Se la buca sia larga e la visibilità sia ottimale, può presumersi che l’utente – che viaggi con prudenza – sia in grado di accorgersene per tempo, dunque è possibile che in sede giudiziale l’ente proprietario della strada, o il gestore, sia sollevato dal risarcimento dei danni. In molti casi, tuttavia, avviene il contrario: ovvero, l’impatto con la buca è inevitabile per una serie di motivazioni oggettive, vedi ad esempio un’assenza di segnaletica o una condizione di scarsa visibilità. Chi sia incappato in uno di questi casi sa bene cosa succede: un gran “botto” agli organi meccanici nella migliore delle ipotesi, ma anche il danneggiamento ad uno pneumatico, la deformazione di un cerchio o peggio (e, se è in moto, scooter o bici, si cade tout court).

Fuori le prove

Che fare, in questi casi? È importante poter avere a disposizione le prove che siano di aiuto nel dimostrare la propria “innocenza”:

  • scattare una o più fotografie della buca e del danno che si è prodotto dall’impatto del veicolo con questa;
  • cercare, se ve ne siano, dei testimoni oculari;
  • avvisare la Polizia locale;
  • non muoversi fino all’arrivo degli agenti, ai quali si spiegherà l’accaduto: anche questo è un passaggio fondamentale, in quanto spetta alle forze di polizia intervenute verbalizzare l’eventuale nesso fra il danno al veicolo (o anche alla persona/alle persone) ed il cattivo stato della strada.

L’iter legale

Una volta raccolto tutto il materiale che si ritiene utile a far valere le proprie ragioni, l’utente deve spedire una raccomandata con ricevuta di ritorno all’ente proprietario (o gestore) della strada “incriminata”, indicando “per conoscenza” anche la Compagnia assicuratrice della controparte (se se ne conoscano gli estremi). Purtroppo, va detto, è bene non cantare subito vittoria: nel primo “step”, è possibile che l’esito sia negativo per la persona che si ritiene danneggiata, cioè l’ente proprietario o il gestore della strada sosterrà che la colpa ricade sull’utente e si rifiuterà di riconoscere un risarcimento.
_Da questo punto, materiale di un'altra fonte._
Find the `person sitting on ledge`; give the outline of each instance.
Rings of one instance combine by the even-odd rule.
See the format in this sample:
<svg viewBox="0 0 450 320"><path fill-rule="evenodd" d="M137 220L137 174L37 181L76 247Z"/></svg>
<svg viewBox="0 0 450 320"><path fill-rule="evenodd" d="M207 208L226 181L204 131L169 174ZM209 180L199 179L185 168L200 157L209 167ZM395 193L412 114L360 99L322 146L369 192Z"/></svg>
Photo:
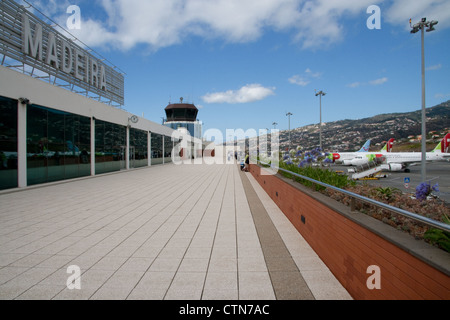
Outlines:
<svg viewBox="0 0 450 320"><path fill-rule="evenodd" d="M248 172L250 169L250 157L248 155L248 153L245 155L245 167L244 167L244 171Z"/></svg>

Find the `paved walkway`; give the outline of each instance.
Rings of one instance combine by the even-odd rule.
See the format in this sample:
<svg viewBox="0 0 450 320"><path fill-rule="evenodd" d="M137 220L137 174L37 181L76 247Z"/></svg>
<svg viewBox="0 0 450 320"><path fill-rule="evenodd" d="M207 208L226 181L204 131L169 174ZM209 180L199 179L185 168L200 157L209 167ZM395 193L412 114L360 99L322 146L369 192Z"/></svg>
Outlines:
<svg viewBox="0 0 450 320"><path fill-rule="evenodd" d="M251 175L171 164L0 194L0 299L351 297Z"/></svg>

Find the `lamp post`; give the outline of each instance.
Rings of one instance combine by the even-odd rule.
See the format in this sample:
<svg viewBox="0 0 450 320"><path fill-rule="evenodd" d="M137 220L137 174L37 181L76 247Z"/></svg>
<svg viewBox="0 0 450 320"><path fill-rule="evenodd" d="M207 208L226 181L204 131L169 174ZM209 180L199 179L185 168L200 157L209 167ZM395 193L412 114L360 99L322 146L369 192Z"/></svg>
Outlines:
<svg viewBox="0 0 450 320"><path fill-rule="evenodd" d="M411 19L409 19L409 24L412 28L411 33L417 33L419 30L422 31L422 161L421 161L421 177L422 182L425 182L427 178L426 160L427 160L427 132L426 132L426 107L425 107L425 27L426 31L431 32L434 26L438 24L438 21L432 20L427 21L427 18L422 18L422 20L414 25L411 25Z"/></svg>
<svg viewBox="0 0 450 320"><path fill-rule="evenodd" d="M326 95L326 93L323 92L322 90L320 90L319 92L317 92L316 90L316 97L319 96L320 100L319 146L321 151L322 151L322 96L324 95Z"/></svg>
<svg viewBox="0 0 450 320"><path fill-rule="evenodd" d="M286 113L286 116L287 116L288 119L289 119L289 152L291 151L291 116L292 116L292 115L293 115L293 114L290 113L290 112Z"/></svg>
<svg viewBox="0 0 450 320"><path fill-rule="evenodd" d="M277 124L278 124L278 123L276 123L276 122L272 123L274 129L277 128Z"/></svg>

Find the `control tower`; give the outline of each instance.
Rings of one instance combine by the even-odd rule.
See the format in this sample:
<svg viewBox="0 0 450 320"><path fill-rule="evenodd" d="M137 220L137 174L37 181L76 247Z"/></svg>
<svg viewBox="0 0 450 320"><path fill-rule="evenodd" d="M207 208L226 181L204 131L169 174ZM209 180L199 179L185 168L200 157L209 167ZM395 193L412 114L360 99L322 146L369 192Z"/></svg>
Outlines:
<svg viewBox="0 0 450 320"><path fill-rule="evenodd" d="M198 109L191 103L171 103L165 109L164 125L174 130L186 130L192 137L202 139L202 122L197 119ZM184 128L184 129L183 129Z"/></svg>

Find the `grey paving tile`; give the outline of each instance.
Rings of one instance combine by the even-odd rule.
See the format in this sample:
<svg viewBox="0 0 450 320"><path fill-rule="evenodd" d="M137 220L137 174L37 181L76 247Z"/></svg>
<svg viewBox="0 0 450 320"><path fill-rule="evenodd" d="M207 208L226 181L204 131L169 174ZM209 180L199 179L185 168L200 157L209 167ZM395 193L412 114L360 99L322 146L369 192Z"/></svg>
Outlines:
<svg viewBox="0 0 450 320"><path fill-rule="evenodd" d="M81 274L81 287L102 286L114 273L114 270L90 269Z"/></svg>
<svg viewBox="0 0 450 320"><path fill-rule="evenodd" d="M239 299L240 300L275 300L269 273L266 272L239 272Z"/></svg>
<svg viewBox="0 0 450 320"><path fill-rule="evenodd" d="M208 272L204 290L236 290L238 289L237 272Z"/></svg>
<svg viewBox="0 0 450 320"><path fill-rule="evenodd" d="M64 286L35 285L17 296L16 300L50 300L64 290Z"/></svg>
<svg viewBox="0 0 450 320"><path fill-rule="evenodd" d="M53 300L89 300L90 297L99 289L100 286L81 286L81 289L68 289L67 287L61 290Z"/></svg>
<svg viewBox="0 0 450 320"><path fill-rule="evenodd" d="M237 289L205 288L202 294L202 300L238 300L239 293Z"/></svg>
<svg viewBox="0 0 450 320"><path fill-rule="evenodd" d="M177 272L167 291L165 300L199 300L206 272Z"/></svg>
<svg viewBox="0 0 450 320"><path fill-rule="evenodd" d="M48 259L43 260L41 263L37 264L37 268L62 268L68 267L72 265L71 261L73 261L75 256L66 256L66 255L53 255Z"/></svg>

A quel punto, se si è sicuri di avere ragione e le prove preventivamente raccolte siano di aiuto, la strada (ci si perdoni il gioco di parole) da percorrere sarà una sola: la citazione in giudizio. Atto che spesso si conclude con un accordo extragiudiziale, cioè un rimborso “a forfait” stabilito al di fuori delle aule del Tribunale: ciò tuttavia non esula dal dovere farsi assistere da un avvocato, dunque ci sono da mettere in conto anche le spese legali.

Occhi aperti!

Va bene che “il caso” di Cogorno apre un nuovo e importantissimo scenario sulla possibilità di vedersi risarciti per un danno in parte provocato da propria condotta colposa. È peraltro innegabile che in ogni caso dimostrare di avere ragione è un “affaire” complesso e lungo. Non è semplice dimostrare le responsabilità, i tempi e l’iter possono in effetti portare molti utenti – che si riterrebbero obiettivamente in credito con le pubbliche amministrazioni – a lasciar perdere. Vale dunque, e più che mai, l’invito a porre sempre la massima cautela quando ci si mette in strada.